The SunTrust team feels that some parts of the Permian have the best well returns in the United States. With a much lower benchmark price than this time just one year ago, well returns become a very crucial metric. Three top companies are among the analyst’s favorite nearer-term plays. All are rated Buy
This stock remains a favorite of the SunTrust analysts, and with good reason. Diamondback Energy Inc. (NASDAQ: FANG) is an independent oil and natural gas company headquartered in Midland, Texas, focused on the acquisition, development, exploration and exploitation of unconventional, onshore oil and natural gas reserves in the Permian Basin. Diamondback’s activities are primarily focused on the horizontal exploitation of multiple intervals within the Wolfcamp, Spraberry, Clearfork and Cline formations.
SunTrust cites the company’s top-tier asset base, solid accretive additions and financial discipline, which the firm thinks allows for not only continued solid cash flow, but could put the company in play as a takeover target. It also notes that Diamondback continues to drill some of the most economical wells in the United States as efficiencies improve, costs decrease and activity remains in the better regions.
SunTrust’s price target on the stock is $90. The Thomson/First Call consensus price target is $86.46. The shares closed Thursday at $77.09.
This oil and gas exploration and production company with headquarters in Birmingham, Ala., is another top near-term favorite at SunTrust. Energen Corp. (NYSE: EGN) has 1.1 billion barrels of oil-equivalent proved, probable and possible reserves and another 2.2 billion barrels of oil-equivalent contingent resources. These all-domestic reserves and resources are located primarily in the Permian Basin. The company actually has been active in the region since the late 1960s and has made numerous major acquisitions in the past five years.
The company posted solid third-quarter numbers recently and may be ready to lift-off from here. In addition, Wall Street has applauded that Energen expects to carry just $800 million in net debt this year, which is a relatively small amount for $4.5 billion oil company. It has used asset sales to reduce corporate debt instead of using all the cash proceeds for production growth.
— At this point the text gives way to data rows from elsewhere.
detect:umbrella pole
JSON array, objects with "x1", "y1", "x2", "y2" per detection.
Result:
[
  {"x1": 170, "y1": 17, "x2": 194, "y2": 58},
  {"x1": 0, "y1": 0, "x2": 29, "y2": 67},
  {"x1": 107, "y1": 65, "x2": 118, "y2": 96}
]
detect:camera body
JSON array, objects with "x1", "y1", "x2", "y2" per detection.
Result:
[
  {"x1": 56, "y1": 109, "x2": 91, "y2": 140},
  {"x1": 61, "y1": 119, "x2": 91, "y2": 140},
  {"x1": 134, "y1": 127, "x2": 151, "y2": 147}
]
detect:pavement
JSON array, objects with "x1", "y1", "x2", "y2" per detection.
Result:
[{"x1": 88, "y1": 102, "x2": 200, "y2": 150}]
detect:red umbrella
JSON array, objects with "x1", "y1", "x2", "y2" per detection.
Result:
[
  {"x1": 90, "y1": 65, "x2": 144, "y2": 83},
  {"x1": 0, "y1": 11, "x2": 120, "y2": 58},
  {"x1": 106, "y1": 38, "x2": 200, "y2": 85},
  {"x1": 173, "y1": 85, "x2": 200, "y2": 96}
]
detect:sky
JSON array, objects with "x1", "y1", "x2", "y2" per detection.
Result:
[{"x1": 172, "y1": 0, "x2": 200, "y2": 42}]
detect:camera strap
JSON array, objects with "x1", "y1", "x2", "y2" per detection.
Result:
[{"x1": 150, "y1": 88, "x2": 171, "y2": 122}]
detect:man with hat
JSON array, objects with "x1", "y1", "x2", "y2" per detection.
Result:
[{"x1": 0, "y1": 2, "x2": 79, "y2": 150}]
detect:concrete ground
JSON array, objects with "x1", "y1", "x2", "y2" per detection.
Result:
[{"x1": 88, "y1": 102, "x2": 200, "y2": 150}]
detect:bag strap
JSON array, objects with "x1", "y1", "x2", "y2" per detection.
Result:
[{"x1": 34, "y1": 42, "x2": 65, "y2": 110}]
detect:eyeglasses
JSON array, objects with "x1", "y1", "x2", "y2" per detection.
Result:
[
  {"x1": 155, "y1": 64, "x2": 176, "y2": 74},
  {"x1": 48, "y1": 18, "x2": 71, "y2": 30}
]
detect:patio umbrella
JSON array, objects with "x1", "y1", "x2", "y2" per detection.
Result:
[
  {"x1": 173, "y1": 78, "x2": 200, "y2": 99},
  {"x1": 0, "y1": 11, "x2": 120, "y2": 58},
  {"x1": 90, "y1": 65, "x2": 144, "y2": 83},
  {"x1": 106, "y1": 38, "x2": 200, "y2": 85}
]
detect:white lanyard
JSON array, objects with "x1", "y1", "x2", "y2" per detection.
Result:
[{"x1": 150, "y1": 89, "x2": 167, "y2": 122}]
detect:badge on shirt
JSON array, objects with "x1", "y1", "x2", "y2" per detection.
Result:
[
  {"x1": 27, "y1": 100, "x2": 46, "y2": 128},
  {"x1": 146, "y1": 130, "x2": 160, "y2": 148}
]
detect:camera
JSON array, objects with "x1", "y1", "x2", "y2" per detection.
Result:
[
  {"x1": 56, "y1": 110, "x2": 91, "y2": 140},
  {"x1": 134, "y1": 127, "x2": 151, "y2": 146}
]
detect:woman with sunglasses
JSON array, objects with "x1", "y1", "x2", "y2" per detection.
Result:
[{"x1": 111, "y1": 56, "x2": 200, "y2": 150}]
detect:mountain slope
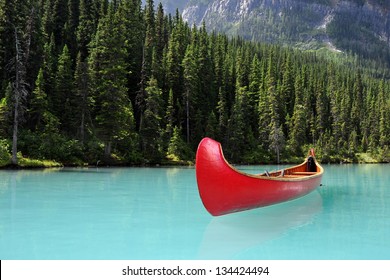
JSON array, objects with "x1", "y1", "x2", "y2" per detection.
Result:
[{"x1": 183, "y1": 0, "x2": 390, "y2": 59}]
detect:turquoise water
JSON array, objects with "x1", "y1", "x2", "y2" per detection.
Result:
[{"x1": 0, "y1": 165, "x2": 390, "y2": 260}]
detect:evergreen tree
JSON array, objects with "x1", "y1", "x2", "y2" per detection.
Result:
[
  {"x1": 53, "y1": 45, "x2": 75, "y2": 135},
  {"x1": 139, "y1": 77, "x2": 163, "y2": 163}
]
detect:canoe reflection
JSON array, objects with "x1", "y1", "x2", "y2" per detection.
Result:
[{"x1": 199, "y1": 191, "x2": 322, "y2": 259}]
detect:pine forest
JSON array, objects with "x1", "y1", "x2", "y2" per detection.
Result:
[{"x1": 0, "y1": 0, "x2": 390, "y2": 166}]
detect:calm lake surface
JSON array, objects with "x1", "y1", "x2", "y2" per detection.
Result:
[{"x1": 0, "y1": 165, "x2": 390, "y2": 260}]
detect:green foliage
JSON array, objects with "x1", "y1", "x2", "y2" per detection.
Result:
[
  {"x1": 167, "y1": 126, "x2": 194, "y2": 162},
  {"x1": 0, "y1": 139, "x2": 11, "y2": 167},
  {"x1": 0, "y1": 0, "x2": 390, "y2": 165}
]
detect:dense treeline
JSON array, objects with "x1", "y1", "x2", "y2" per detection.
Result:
[{"x1": 0, "y1": 0, "x2": 390, "y2": 164}]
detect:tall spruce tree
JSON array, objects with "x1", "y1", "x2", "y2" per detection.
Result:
[{"x1": 89, "y1": 5, "x2": 134, "y2": 160}]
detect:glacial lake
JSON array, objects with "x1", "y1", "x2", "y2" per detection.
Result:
[{"x1": 0, "y1": 164, "x2": 390, "y2": 260}]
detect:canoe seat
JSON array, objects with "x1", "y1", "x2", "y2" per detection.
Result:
[{"x1": 291, "y1": 171, "x2": 317, "y2": 175}]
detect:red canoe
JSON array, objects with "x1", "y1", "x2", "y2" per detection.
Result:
[{"x1": 196, "y1": 138, "x2": 324, "y2": 216}]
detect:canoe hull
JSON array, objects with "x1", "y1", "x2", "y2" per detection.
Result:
[{"x1": 196, "y1": 138, "x2": 323, "y2": 216}]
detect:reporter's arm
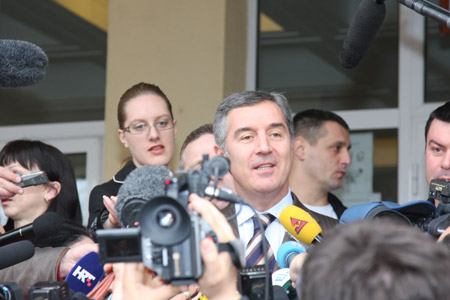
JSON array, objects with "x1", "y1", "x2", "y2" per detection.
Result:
[
  {"x1": 189, "y1": 195, "x2": 241, "y2": 300},
  {"x1": 103, "y1": 195, "x2": 120, "y2": 229},
  {"x1": 112, "y1": 262, "x2": 180, "y2": 300}
]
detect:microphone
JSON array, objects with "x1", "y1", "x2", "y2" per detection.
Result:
[
  {"x1": 0, "y1": 40, "x2": 48, "y2": 88},
  {"x1": 65, "y1": 252, "x2": 105, "y2": 295},
  {"x1": 0, "y1": 240, "x2": 34, "y2": 270},
  {"x1": 277, "y1": 241, "x2": 306, "y2": 269},
  {"x1": 279, "y1": 205, "x2": 322, "y2": 245},
  {"x1": 115, "y1": 166, "x2": 170, "y2": 227},
  {"x1": 272, "y1": 268, "x2": 297, "y2": 300},
  {"x1": 0, "y1": 212, "x2": 62, "y2": 245},
  {"x1": 339, "y1": 0, "x2": 386, "y2": 69}
]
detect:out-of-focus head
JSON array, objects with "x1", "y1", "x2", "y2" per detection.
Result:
[
  {"x1": 214, "y1": 91, "x2": 293, "y2": 204},
  {"x1": 179, "y1": 124, "x2": 234, "y2": 209},
  {"x1": 178, "y1": 124, "x2": 216, "y2": 170},
  {"x1": 425, "y1": 101, "x2": 450, "y2": 185},
  {"x1": 117, "y1": 82, "x2": 176, "y2": 167},
  {"x1": 294, "y1": 109, "x2": 351, "y2": 192},
  {"x1": 0, "y1": 140, "x2": 81, "y2": 224},
  {"x1": 300, "y1": 219, "x2": 450, "y2": 300}
]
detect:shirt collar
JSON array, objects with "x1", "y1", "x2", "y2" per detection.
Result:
[{"x1": 234, "y1": 188, "x2": 294, "y2": 226}]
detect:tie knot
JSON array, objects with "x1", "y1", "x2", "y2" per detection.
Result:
[{"x1": 252, "y1": 214, "x2": 275, "y2": 230}]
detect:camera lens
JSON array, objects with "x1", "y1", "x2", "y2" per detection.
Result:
[{"x1": 157, "y1": 209, "x2": 176, "y2": 228}]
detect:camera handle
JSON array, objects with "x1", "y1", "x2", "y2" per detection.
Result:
[{"x1": 217, "y1": 239, "x2": 245, "y2": 269}]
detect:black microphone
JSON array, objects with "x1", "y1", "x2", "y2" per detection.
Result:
[
  {"x1": 115, "y1": 166, "x2": 170, "y2": 227},
  {"x1": 0, "y1": 212, "x2": 62, "y2": 245},
  {"x1": 427, "y1": 214, "x2": 450, "y2": 237},
  {"x1": 0, "y1": 40, "x2": 48, "y2": 88},
  {"x1": 339, "y1": 0, "x2": 386, "y2": 69},
  {"x1": 0, "y1": 240, "x2": 34, "y2": 270}
]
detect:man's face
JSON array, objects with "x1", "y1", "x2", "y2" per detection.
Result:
[
  {"x1": 298, "y1": 121, "x2": 352, "y2": 192},
  {"x1": 181, "y1": 133, "x2": 234, "y2": 191},
  {"x1": 425, "y1": 119, "x2": 450, "y2": 185},
  {"x1": 226, "y1": 101, "x2": 292, "y2": 201}
]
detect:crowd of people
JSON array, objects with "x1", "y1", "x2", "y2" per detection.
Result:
[{"x1": 0, "y1": 82, "x2": 450, "y2": 300}]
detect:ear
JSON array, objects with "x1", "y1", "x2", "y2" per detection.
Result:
[
  {"x1": 117, "y1": 129, "x2": 128, "y2": 148},
  {"x1": 173, "y1": 120, "x2": 177, "y2": 135},
  {"x1": 293, "y1": 136, "x2": 309, "y2": 161},
  {"x1": 214, "y1": 145, "x2": 225, "y2": 156},
  {"x1": 44, "y1": 181, "x2": 61, "y2": 203}
]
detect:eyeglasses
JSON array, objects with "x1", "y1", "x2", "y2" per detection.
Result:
[{"x1": 122, "y1": 119, "x2": 173, "y2": 134}]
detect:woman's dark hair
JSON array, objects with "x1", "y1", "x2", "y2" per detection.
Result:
[
  {"x1": 0, "y1": 140, "x2": 82, "y2": 224},
  {"x1": 117, "y1": 82, "x2": 173, "y2": 129}
]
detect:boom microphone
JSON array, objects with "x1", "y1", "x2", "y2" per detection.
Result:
[
  {"x1": 0, "y1": 240, "x2": 34, "y2": 270},
  {"x1": 115, "y1": 166, "x2": 170, "y2": 227},
  {"x1": 0, "y1": 40, "x2": 48, "y2": 88},
  {"x1": 339, "y1": 0, "x2": 386, "y2": 69},
  {"x1": 279, "y1": 205, "x2": 322, "y2": 245},
  {"x1": 0, "y1": 212, "x2": 62, "y2": 245}
]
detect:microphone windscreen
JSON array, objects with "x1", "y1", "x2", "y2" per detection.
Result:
[
  {"x1": 272, "y1": 285, "x2": 289, "y2": 300},
  {"x1": 65, "y1": 252, "x2": 105, "y2": 294},
  {"x1": 115, "y1": 166, "x2": 170, "y2": 227},
  {"x1": 339, "y1": 0, "x2": 386, "y2": 69},
  {"x1": 277, "y1": 241, "x2": 305, "y2": 268},
  {"x1": 279, "y1": 205, "x2": 322, "y2": 245},
  {"x1": 33, "y1": 212, "x2": 62, "y2": 237},
  {"x1": 0, "y1": 240, "x2": 34, "y2": 270},
  {"x1": 0, "y1": 40, "x2": 48, "y2": 88}
]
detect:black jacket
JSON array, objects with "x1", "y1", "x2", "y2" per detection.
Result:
[{"x1": 88, "y1": 161, "x2": 136, "y2": 229}]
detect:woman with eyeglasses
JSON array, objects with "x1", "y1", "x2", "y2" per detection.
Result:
[{"x1": 88, "y1": 82, "x2": 177, "y2": 229}]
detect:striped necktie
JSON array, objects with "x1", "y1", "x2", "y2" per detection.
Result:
[{"x1": 245, "y1": 214, "x2": 275, "y2": 270}]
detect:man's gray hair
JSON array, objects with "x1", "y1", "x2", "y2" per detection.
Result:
[{"x1": 214, "y1": 91, "x2": 294, "y2": 153}]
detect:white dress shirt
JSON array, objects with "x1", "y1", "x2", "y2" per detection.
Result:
[{"x1": 235, "y1": 189, "x2": 294, "y2": 259}]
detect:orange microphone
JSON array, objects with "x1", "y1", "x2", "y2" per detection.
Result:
[{"x1": 279, "y1": 205, "x2": 322, "y2": 245}]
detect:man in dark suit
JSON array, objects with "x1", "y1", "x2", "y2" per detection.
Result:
[
  {"x1": 214, "y1": 91, "x2": 337, "y2": 268},
  {"x1": 289, "y1": 109, "x2": 352, "y2": 219}
]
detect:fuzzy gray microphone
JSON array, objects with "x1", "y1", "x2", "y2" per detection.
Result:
[
  {"x1": 0, "y1": 40, "x2": 48, "y2": 88},
  {"x1": 115, "y1": 166, "x2": 171, "y2": 227}
]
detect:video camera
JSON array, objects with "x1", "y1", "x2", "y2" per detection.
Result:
[{"x1": 96, "y1": 155, "x2": 229, "y2": 285}]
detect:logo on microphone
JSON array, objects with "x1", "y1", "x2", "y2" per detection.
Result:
[
  {"x1": 291, "y1": 217, "x2": 308, "y2": 234},
  {"x1": 72, "y1": 266, "x2": 95, "y2": 287}
]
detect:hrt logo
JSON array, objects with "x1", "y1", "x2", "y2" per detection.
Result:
[
  {"x1": 72, "y1": 266, "x2": 95, "y2": 286},
  {"x1": 291, "y1": 217, "x2": 308, "y2": 234}
]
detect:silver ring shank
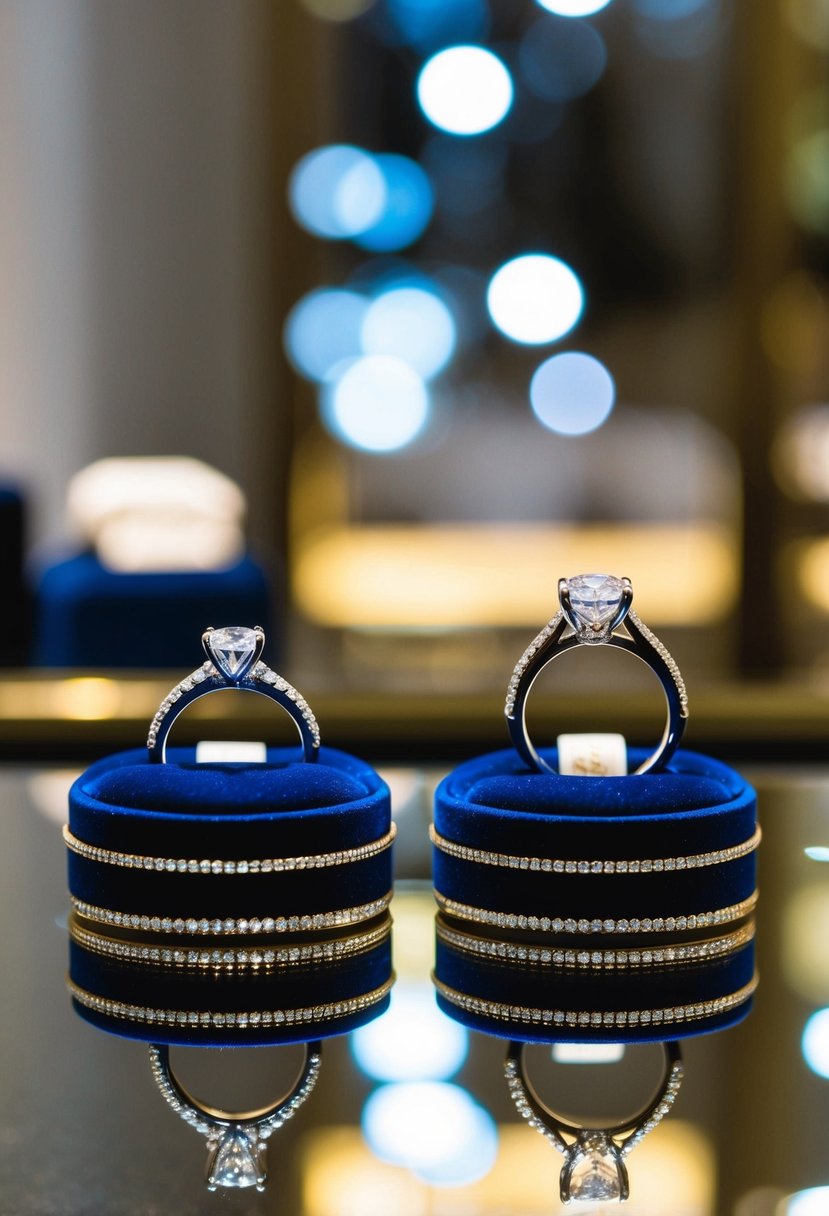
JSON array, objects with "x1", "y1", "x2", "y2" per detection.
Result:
[
  {"x1": 147, "y1": 664, "x2": 320, "y2": 764},
  {"x1": 506, "y1": 612, "x2": 688, "y2": 775},
  {"x1": 150, "y1": 1042, "x2": 322, "y2": 1135},
  {"x1": 507, "y1": 1040, "x2": 682, "y2": 1153}
]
Last year the company sold its legacy natural gas distribution business, Alagasco, for $1.6 billion, while more recently it sold $384 million in natural gas properties in the San Juan Basin. In both cases those funds were largely used to reduce debt.
The $70 SunTrust price target is higher than the consensus target of $67.14. Shares closed Thursday at $59.76.
Pioneer Natural Resources
Many Wall Street analysts love this stock as a pure crude oil play. Pioneer Natural Resources Co. (NYSE: PXD) was the ultimate shale-oil growth story for the past five years, but it was eviscerated in the sell-off that started over a year ago. The stock has rebounded nicely since the summer but is still down almost 20% since April, and it could be offering aggressive investors a potential entry point that could be very timely.
Pioneer is a huge player in the Permian basin and the Eagle Ford in Texas, and the company owns more than 20,000 locations in the world’s second largest oil reservoir in the Midland Basin. SunTrust was very positive on the third-quarter results and noted that the company reiterated annual production growth guidance of more than 15% while cutting the number of rigs expected to operate.
Pioneer investors receive a tiny 0.0% dividend. The SunTrust price target is $176, and the consensus figure is lower at $166.08. Pioneer closed trading on Friday at $145.42.
There is still a long way to go for the energy sector, and the sledding may remain tough the rest of this year and in 2016. Investors willing to carve out some capital and plan on holding positions for up to 18 months could be well rewarded.